Il a déclaré que le Canada connaît toujours des étés plus frais, mais que le blé y est déjà affecté par des sécheresses plus fréquentes, puisque la culture dépend principalement de la pluie plutôt que de l'irrigation.
Il a déclaré que certaines pertes au Canada ont déjà été compensées par la culture de variétés de blé améliorées et à rendement plus élevé, même si les gains de rendement seraient plus importants sans le changement climatique.
« Nous savons que les variétés qui seront cultivées dans dix ans… devraient mieux résister à la sécheresse et à la chaleur », a-t-il déclaré. Les chercheurs les développent déjà, car cela prend de huit à douze ans.
Développer une nouvelle variété coûte également environ 1 million de dollars en moyenne, a-t-il déclaré.

Gunter Jochum dirige Blue Diamond Farms, à l'ouest de Winnipeg, et cultive du blé, de l'avoine, du canola et du soja sur 2 550 hectares avec son beau-frère. Il cultive la région depuis 40 ans et est également président de la Western Canadian Wheat Growers Association.
Jochum a déclaré que lui et d’autres agriculteurs améliorent constamment leurs pratiques agricoles, leurs technologies et modifient leurs cultures et leurs variétés pour s’adapter aux conditions changeantes du climat et du marché.
Malgré les fluctuations difficiles entre conditions humides et sèches au cours des dernières décennies, a-t-il déclaré, « nos rendements semblent toujours pouvoir augmenter chaque année en raison de la façon dont nous changeons l'agriculture - la façon dont nous nous adaptons au climat, aux changements. »
Dans le cas du Canada, l’étude montre que même si les rendements du blé pourraient diminuer dans certaines régions, ils pourraient augmenter pour des cultures comme le maïs et le soja dans les régions plus au nord.

Jochum a expliqué que c'est déjà le cas dans sa région. Jusqu'en 2000, personne n'envisageait d'y cultiver du soja, car il faisait trop froid. Mais ces vingt dernières années, « c'est devenu une culture très importante sur notre exploitation, dans notre région ».
C'est en partie dû au réchauffement climatique qui a légèrement prolongé la saison de croissance et en partie parce que les scientifiques ont développé des variétés à croissance plus rapide.
« Au cours des cinq dernières années, le maïs a vraiment pris son essor dans le sud du Manitoba », a-t-il ajouté.

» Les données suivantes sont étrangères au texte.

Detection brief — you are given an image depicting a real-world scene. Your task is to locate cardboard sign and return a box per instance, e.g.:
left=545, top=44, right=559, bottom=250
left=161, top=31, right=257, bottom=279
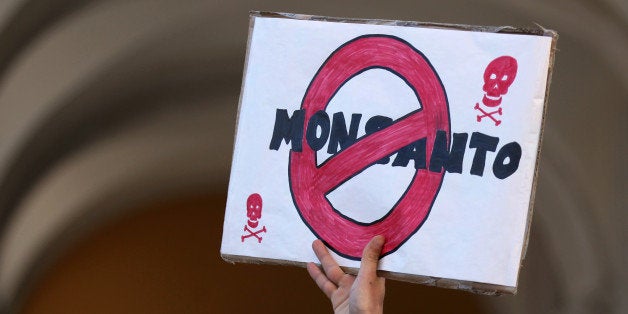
left=221, top=11, right=557, bottom=294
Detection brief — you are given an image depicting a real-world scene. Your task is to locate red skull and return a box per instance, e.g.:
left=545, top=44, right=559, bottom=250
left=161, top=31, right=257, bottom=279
left=246, top=193, right=262, bottom=228
left=482, top=56, right=518, bottom=107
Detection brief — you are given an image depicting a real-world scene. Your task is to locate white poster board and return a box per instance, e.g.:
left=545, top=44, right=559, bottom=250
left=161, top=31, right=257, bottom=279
left=221, top=12, right=556, bottom=294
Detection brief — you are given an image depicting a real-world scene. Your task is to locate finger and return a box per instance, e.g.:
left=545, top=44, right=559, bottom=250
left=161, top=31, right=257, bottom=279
left=358, top=235, right=385, bottom=279
left=312, top=239, right=345, bottom=284
left=306, top=262, right=337, bottom=299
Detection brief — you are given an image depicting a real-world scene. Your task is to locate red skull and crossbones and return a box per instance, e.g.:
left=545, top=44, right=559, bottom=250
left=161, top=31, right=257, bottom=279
left=242, top=193, right=266, bottom=243
left=246, top=193, right=262, bottom=228
left=475, top=56, right=518, bottom=126
left=482, top=56, right=518, bottom=107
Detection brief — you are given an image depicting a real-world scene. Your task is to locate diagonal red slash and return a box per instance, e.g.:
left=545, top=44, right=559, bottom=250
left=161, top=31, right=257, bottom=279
left=289, top=35, right=450, bottom=259
left=315, top=112, right=430, bottom=192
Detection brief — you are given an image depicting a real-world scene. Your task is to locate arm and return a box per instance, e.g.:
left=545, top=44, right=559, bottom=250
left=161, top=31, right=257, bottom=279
left=307, top=235, right=386, bottom=314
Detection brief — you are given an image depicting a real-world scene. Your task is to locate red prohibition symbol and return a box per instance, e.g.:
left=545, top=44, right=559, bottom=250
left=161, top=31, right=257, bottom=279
left=289, top=35, right=450, bottom=260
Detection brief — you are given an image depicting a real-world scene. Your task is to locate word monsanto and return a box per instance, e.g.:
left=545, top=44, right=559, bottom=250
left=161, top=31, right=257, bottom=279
left=269, top=109, right=521, bottom=179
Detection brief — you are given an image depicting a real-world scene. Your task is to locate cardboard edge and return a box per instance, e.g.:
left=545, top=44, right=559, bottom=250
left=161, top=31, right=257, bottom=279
left=250, top=10, right=557, bottom=37
left=514, top=29, right=559, bottom=285
left=231, top=15, right=257, bottom=151
left=219, top=15, right=257, bottom=248
left=222, top=254, right=515, bottom=296
left=230, top=11, right=558, bottom=296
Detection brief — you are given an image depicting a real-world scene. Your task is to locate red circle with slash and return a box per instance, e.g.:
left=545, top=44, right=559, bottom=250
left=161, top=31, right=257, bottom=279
left=289, top=35, right=450, bottom=260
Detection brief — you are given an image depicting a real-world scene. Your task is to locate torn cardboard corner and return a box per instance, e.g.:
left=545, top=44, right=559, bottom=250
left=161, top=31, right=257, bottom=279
left=221, top=11, right=557, bottom=296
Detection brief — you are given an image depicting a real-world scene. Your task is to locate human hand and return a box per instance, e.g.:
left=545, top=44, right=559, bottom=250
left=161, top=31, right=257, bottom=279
left=306, top=235, right=386, bottom=314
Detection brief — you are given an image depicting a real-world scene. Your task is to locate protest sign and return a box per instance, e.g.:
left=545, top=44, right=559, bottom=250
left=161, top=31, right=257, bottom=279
left=221, top=11, right=556, bottom=294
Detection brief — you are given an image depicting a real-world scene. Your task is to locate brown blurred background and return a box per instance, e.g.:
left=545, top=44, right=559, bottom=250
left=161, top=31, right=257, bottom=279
left=0, top=0, right=625, bottom=313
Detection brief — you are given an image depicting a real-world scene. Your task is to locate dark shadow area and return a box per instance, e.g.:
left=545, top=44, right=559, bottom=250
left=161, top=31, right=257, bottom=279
left=20, top=194, right=485, bottom=314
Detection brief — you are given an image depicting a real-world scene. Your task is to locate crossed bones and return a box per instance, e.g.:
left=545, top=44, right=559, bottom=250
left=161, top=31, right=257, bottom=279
left=474, top=103, right=502, bottom=126
left=241, top=225, right=266, bottom=243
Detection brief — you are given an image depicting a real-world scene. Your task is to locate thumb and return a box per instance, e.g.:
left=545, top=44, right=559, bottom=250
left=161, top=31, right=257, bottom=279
left=357, top=235, right=385, bottom=278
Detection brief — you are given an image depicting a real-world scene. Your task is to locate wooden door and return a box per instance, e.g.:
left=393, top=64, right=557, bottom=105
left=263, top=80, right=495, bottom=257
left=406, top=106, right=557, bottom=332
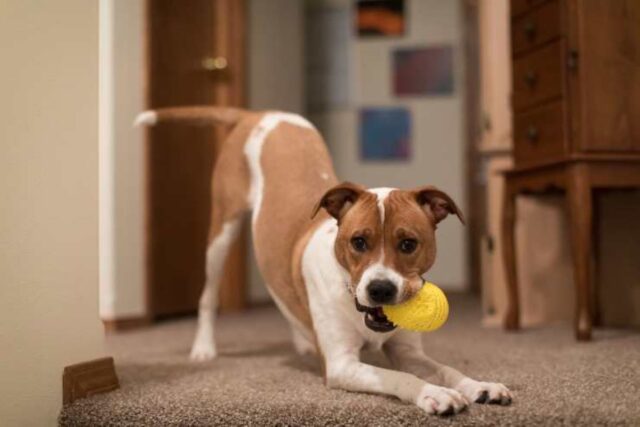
left=145, top=0, right=246, bottom=317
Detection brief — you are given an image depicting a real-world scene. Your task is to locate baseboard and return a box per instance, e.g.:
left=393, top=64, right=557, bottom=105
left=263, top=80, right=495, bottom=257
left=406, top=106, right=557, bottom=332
left=248, top=299, right=276, bottom=309
left=102, top=315, right=151, bottom=333
left=102, top=305, right=276, bottom=332
left=63, top=357, right=119, bottom=404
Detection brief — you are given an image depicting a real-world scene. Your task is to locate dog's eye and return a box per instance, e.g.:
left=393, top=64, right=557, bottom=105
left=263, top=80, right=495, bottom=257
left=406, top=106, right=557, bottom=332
left=398, top=238, right=418, bottom=254
left=351, top=237, right=368, bottom=252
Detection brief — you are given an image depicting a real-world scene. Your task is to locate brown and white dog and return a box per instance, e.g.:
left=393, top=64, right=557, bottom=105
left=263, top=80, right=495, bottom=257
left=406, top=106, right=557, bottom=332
left=136, top=107, right=512, bottom=415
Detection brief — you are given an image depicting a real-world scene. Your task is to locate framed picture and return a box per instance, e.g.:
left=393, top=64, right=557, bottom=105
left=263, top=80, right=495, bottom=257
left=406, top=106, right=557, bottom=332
left=393, top=46, right=454, bottom=96
left=355, top=0, right=405, bottom=37
left=360, top=107, right=411, bottom=161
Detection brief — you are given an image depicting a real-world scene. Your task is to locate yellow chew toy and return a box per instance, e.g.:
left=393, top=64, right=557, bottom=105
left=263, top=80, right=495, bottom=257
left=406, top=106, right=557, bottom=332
left=383, top=282, right=449, bottom=332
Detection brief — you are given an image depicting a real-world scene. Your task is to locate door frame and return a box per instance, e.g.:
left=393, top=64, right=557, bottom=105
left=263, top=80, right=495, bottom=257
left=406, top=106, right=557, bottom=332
left=142, top=0, right=248, bottom=319
left=463, top=0, right=482, bottom=294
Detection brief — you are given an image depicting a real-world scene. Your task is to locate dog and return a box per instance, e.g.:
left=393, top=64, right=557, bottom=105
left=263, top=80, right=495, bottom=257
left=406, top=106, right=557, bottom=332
left=136, top=107, right=512, bottom=415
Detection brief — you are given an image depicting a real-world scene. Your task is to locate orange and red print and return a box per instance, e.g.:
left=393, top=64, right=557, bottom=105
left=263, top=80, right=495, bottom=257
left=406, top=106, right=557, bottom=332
left=356, top=0, right=405, bottom=37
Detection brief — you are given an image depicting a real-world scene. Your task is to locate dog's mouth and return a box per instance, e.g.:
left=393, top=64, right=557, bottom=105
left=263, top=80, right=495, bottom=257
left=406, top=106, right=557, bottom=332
left=355, top=299, right=397, bottom=333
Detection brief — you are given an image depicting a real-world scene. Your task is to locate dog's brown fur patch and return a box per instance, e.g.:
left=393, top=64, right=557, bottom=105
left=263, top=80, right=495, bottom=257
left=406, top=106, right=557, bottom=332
left=252, top=121, right=338, bottom=333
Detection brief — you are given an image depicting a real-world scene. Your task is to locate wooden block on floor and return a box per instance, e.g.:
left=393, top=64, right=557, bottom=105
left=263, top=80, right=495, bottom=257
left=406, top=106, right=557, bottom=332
left=63, top=357, right=119, bottom=404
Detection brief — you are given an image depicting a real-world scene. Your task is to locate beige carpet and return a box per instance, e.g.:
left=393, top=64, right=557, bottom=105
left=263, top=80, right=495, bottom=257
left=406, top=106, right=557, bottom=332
left=60, top=295, right=640, bottom=426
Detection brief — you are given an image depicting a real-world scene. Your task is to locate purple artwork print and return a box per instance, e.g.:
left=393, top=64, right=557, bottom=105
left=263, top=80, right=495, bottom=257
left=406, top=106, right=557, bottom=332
left=393, top=46, right=454, bottom=96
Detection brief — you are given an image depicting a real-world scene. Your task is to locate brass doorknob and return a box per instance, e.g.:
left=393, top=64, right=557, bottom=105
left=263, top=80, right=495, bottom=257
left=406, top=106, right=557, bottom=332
left=201, top=56, right=228, bottom=71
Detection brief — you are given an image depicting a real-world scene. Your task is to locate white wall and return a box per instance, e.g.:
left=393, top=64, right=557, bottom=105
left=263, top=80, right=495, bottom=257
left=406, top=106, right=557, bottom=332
left=99, top=0, right=146, bottom=319
left=311, top=0, right=468, bottom=290
left=0, top=1, right=105, bottom=424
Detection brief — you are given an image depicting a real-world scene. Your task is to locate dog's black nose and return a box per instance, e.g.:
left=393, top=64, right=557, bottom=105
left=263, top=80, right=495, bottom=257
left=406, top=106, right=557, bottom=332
left=367, top=280, right=397, bottom=304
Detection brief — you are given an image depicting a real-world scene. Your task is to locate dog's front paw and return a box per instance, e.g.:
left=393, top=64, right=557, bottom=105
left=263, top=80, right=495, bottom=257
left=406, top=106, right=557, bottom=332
left=189, top=340, right=217, bottom=362
left=455, top=378, right=513, bottom=405
left=415, top=384, right=469, bottom=416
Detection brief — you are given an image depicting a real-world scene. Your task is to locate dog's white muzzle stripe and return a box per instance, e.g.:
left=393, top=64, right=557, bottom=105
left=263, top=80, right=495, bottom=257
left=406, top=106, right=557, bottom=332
left=355, top=263, right=404, bottom=306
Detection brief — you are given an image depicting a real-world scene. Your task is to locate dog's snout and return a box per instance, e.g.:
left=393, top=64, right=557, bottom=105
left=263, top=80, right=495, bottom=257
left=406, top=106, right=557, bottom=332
left=367, top=279, right=397, bottom=304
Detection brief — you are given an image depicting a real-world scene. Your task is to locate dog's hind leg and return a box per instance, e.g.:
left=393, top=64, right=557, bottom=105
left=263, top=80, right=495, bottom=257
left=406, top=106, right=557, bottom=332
left=190, top=208, right=246, bottom=361
left=188, top=115, right=254, bottom=362
left=190, top=212, right=242, bottom=361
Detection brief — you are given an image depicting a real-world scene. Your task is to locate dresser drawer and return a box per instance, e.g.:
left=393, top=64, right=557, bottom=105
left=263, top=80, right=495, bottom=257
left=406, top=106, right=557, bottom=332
left=514, top=101, right=566, bottom=166
left=513, top=41, right=564, bottom=112
left=511, top=0, right=548, bottom=18
left=512, top=0, right=562, bottom=54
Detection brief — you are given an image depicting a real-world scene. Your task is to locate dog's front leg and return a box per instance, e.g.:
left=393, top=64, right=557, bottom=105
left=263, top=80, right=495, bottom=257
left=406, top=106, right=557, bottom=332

Bien qu’il perçoive des risques et des problèmes plus importants plus près de l’équateur, il pense que les agriculteurs canadiens sont bien placés pour s’adapter aux changements climatiques s’ils bénéficient du soutien adéquat.
Son groupe fait pression pour que le gouvernement investisse davantage dans de nouvelles variétés de cultures et pour que des politiques encouragent le secteur privé à développer de nouvelles variétés.